The novel does have a plot. It concerns the furor of the village residents when the unbending, self-righteous curate gives a sermon preaching pacifism. Since this novel takes place in the early days of World War II and many villagers have relatives in the war, this sermon causes an uproar.
Stella Gibbons’s books always start out seeming to be froth, but there is an edge to them, I’ve found. Still, she handles her characters’ foibles with compassion.
In A Pink Front Door, her heroine, Daisy Muir, is engaging, but she has one big flaw. She tends to make the problems of a set of misfits her own, much to the discomfort of her husband, James. At the beginning of the novel, she’s trying to keep one silly friend, Molly, from running after men, in particular an Eastern European refugee named Tibbs, who keeps losing both jobs and his lodging. Lodging is difficult to find in post-war London, and the next thing Daisy knows, she has Don, a man she barely remembers from Oxford, at her front door. Don and Katie and their three young children have just lost their lodgings, and Don hopes Daisy can help.
Daisy remembers “little Katie” from university, the most promising student of her year. Later, Katie reflects that she became stupid with love and made only a poor third. Don, however, is only a few months from finally taking his exams to qualify as a chemist, and Katie hopes to find a quiet place where he can work. If he passes, he can take a good job and they can begin a better life, but until now, they have been living in cramped, noisy, unpleasant quarters.
Daisy thinks of a former neighbor and friend of her father, Mrs.
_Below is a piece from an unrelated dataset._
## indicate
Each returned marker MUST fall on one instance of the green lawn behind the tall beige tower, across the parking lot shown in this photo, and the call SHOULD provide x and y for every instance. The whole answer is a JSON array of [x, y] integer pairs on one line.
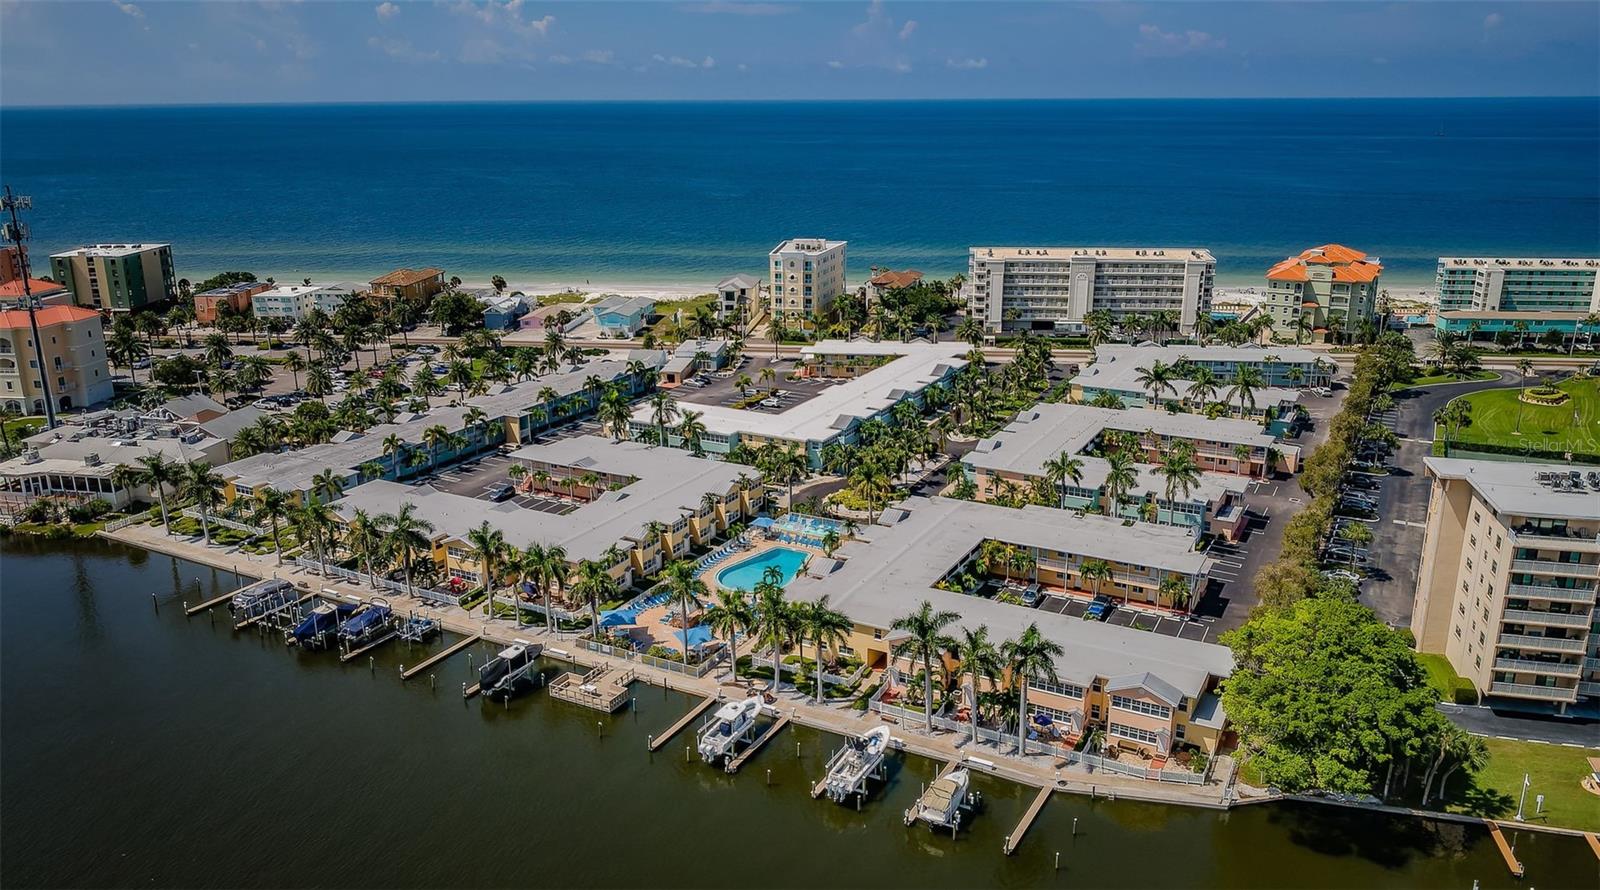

Cavendish, a horrible snob who has an entire upper floor free. Mrs. Cavendish, like many of the upper classes, has fallen on comparatively hard times and has lost her last servant. She agrees that the family can move in but insists that the hard-pressed Katie spend some time every day cleaning in exchange for the low rent that is all they can afford. The house is inconvenient. Katie must haul all their water and coal upstairs. It is also not laid out for children. But it is quiet, and Don is finally able to work.
While Daisy is embroiled in the difficulties of her friends’ lives, Molly has homed in on James and has begun dropping by Daisy’s house especially when Daisy isn’t there, making tea for James and babysitting James Too. James himself, usually tolerant of Daisy’s projects, has begun to lose his patience.
Gibbons has an eye for social follies and foibles, and she employs it here with effect. I enjoyed this novel and was touched by its conclusion.
I received this book from the publisher in exchange for a free and fair review.